Pass a default function to json.dumps() that converts the unsupported type. For dates, json.dumps(obj, default=str) turns datetime into a string. For full control, call obj.isoformat() inside a custom default function, or subclass json.JSONEncoder and override its default() method.
Why does Decimal raise not JSON serializable?
decimal.Decimal is a separate numeric type that json does not treat as a number, so it raises TypeError. Convert it with float(value) if minor precision loss is acceptable, or str(value) to preserve the exact value. A default such as default=lambda o: float(o) handles every Decimal in one place.

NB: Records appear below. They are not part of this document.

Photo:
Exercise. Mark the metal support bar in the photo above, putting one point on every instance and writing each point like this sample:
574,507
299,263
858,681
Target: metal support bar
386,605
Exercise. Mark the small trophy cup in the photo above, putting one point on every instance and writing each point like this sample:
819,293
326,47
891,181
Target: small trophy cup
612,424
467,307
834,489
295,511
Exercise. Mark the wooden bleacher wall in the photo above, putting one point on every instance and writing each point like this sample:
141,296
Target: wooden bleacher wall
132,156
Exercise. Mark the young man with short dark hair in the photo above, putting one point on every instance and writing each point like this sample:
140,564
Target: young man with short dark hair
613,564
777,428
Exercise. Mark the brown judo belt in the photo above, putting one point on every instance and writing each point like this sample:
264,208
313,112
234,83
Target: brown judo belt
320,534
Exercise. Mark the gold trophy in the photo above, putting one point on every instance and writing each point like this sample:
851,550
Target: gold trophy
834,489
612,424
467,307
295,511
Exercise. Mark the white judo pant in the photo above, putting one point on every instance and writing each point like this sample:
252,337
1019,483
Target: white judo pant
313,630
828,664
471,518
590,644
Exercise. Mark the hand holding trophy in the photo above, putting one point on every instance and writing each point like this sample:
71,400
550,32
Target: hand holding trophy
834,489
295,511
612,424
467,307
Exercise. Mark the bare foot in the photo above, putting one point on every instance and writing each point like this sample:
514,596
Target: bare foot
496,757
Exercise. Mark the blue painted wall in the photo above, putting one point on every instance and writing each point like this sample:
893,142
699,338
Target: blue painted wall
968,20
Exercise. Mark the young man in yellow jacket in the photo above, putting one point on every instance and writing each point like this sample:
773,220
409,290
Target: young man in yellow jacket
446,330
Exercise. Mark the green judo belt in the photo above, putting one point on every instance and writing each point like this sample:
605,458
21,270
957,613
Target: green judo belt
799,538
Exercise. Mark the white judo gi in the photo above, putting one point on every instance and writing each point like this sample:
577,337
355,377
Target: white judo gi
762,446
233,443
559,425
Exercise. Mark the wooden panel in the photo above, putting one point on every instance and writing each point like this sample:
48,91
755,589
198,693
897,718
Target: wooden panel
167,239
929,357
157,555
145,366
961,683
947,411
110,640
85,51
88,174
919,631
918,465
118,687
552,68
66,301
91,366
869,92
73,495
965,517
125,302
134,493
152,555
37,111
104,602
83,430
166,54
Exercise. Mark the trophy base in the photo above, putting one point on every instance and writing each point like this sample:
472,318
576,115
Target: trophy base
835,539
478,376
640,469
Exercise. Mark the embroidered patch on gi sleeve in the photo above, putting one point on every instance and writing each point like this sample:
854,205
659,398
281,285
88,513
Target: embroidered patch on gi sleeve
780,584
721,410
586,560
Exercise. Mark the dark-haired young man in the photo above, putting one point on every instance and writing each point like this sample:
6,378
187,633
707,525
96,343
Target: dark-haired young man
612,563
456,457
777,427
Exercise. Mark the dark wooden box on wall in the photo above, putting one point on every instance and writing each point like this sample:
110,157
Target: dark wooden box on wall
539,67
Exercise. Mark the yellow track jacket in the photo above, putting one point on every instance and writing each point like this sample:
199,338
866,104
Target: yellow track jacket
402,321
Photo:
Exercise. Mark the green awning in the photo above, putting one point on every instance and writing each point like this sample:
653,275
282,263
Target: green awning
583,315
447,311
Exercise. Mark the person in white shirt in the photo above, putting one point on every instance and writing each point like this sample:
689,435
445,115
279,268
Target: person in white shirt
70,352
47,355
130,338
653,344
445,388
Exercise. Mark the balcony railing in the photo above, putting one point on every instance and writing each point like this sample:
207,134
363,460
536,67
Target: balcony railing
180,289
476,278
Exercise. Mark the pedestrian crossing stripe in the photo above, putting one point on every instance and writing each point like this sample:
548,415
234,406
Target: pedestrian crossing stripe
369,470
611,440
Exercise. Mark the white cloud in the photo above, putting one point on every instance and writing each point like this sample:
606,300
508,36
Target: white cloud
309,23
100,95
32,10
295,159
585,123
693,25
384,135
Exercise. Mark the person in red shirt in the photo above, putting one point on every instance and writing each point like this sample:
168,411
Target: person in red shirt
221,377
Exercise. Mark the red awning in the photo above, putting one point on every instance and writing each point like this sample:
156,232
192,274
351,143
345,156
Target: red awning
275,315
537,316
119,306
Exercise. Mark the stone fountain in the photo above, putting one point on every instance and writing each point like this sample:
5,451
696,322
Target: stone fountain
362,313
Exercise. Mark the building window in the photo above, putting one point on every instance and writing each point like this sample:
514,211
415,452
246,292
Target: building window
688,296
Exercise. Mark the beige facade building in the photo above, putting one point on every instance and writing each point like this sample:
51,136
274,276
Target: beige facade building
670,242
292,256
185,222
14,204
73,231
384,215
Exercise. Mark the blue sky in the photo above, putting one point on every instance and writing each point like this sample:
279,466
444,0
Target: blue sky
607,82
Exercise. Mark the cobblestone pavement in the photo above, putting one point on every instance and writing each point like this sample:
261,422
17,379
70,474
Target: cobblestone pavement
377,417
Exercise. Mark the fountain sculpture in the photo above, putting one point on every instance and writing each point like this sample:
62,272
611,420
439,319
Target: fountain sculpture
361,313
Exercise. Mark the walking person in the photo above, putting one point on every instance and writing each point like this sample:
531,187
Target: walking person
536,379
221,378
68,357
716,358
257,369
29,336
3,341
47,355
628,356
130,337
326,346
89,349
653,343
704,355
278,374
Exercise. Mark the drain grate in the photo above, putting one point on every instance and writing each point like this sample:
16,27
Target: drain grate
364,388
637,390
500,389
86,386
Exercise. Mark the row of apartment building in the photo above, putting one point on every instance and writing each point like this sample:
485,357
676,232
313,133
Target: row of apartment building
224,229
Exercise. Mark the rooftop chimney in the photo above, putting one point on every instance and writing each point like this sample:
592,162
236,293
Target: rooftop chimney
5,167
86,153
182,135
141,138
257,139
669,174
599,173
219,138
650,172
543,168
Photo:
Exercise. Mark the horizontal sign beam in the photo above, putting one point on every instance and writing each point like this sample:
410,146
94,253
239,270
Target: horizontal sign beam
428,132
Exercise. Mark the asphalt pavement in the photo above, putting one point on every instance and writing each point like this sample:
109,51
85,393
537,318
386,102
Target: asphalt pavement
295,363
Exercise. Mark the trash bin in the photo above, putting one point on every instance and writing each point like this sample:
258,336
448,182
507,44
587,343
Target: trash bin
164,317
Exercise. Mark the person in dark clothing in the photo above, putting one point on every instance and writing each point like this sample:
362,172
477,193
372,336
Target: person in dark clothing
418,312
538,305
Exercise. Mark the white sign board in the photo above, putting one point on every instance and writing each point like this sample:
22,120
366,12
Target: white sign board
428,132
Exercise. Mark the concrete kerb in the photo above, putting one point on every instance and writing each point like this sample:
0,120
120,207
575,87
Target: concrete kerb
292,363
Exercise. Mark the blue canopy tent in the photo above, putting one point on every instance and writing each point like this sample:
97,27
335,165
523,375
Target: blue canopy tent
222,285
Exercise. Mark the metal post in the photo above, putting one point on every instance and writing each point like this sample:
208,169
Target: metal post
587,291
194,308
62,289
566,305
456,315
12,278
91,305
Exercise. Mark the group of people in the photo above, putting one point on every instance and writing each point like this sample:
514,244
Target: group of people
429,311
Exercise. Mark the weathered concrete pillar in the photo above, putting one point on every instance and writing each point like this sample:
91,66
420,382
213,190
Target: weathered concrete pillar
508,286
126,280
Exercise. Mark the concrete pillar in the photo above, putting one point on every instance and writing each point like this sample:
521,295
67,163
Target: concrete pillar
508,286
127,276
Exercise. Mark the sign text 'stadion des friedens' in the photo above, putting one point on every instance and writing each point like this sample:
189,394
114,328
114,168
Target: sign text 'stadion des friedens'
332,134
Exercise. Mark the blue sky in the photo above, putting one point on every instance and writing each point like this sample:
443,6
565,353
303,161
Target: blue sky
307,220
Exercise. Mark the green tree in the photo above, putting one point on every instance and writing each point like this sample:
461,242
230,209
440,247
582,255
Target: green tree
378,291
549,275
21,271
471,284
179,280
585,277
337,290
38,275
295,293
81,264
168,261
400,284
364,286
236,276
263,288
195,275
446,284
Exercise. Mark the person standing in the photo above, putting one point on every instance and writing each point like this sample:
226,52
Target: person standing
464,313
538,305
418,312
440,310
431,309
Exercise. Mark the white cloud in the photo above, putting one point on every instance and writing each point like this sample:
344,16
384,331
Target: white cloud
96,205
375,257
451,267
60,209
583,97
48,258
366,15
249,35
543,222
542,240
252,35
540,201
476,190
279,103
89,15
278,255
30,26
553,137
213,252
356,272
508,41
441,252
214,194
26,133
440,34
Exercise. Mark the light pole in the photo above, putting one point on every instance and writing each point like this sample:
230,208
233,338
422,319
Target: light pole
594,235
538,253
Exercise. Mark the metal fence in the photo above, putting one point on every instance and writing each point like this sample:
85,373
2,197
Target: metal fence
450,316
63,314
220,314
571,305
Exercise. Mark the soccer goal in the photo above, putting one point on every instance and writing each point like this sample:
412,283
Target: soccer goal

How do I serialize a Python set to JSON?
JSON has no set type, so json.dumps() raises TypeError on a set. Convert it to a list first — json.dumps(list(my_set)) — or handle it in a default function. Note that converting to a list does not guarantee order, and the value deserializes back as a list, not a set.
How do I make a custom class JSON serializable?
Give json.dumps() a way to turn the object into JSON-compatible types. The simplest options are a default function returning vars(obj) or obj.__dict__, a dataclass with dataclasses.asdict(obj), or a Pydantic model with model.model_dump(). For reusable behavior, subclass json.JSONEncoder and implement default().